What occurs to me is that there is a lot of discussion about job creators which makes very little sense to me. In a former lifetime, I owned and ran a business, and at its peak, there were over 80 people who worked for me. I wasn't a job creator. The people I did business with, my customers, were the job creators. When I started, I had four employees. As business increased, I hired more people, and we became more diversified. We had established a reputation for both service and quality, and word spread, and as our volume increased, in order to maintain that reputation, we brought on more people. It isn't wealthy people making investments that create jobs, it's people spending money on goods and services which they want and need. If helping the job creators is a reasonable goal of the government, then putting policies in place to put Americans back to work is the only real way to support job creators.

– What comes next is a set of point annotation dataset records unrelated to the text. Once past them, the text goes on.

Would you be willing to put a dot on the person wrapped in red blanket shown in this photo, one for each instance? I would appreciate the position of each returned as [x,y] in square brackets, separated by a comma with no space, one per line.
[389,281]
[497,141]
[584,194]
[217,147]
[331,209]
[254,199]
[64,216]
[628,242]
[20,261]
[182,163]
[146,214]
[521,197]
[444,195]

The more people who have more to spend, the more jobs will be created. According to an association of engineers, civil engineers I think, America has 2.2 trillion dollars worth of infrastructure creation, repair and maintenance that needs to be done. Even if its spread over 10 years, $220 billion dollars will put a lot of people back to work doing things which need to be done. It will also help bring back the support services for the businesses, reduce the government outlay for unemployment (the amount of which is never discussed and financial statistics are not readily available), open doors for the youth who will be the source of future development, and will help reduce our national debt. The rich aren't job creators, and its time we all get that message.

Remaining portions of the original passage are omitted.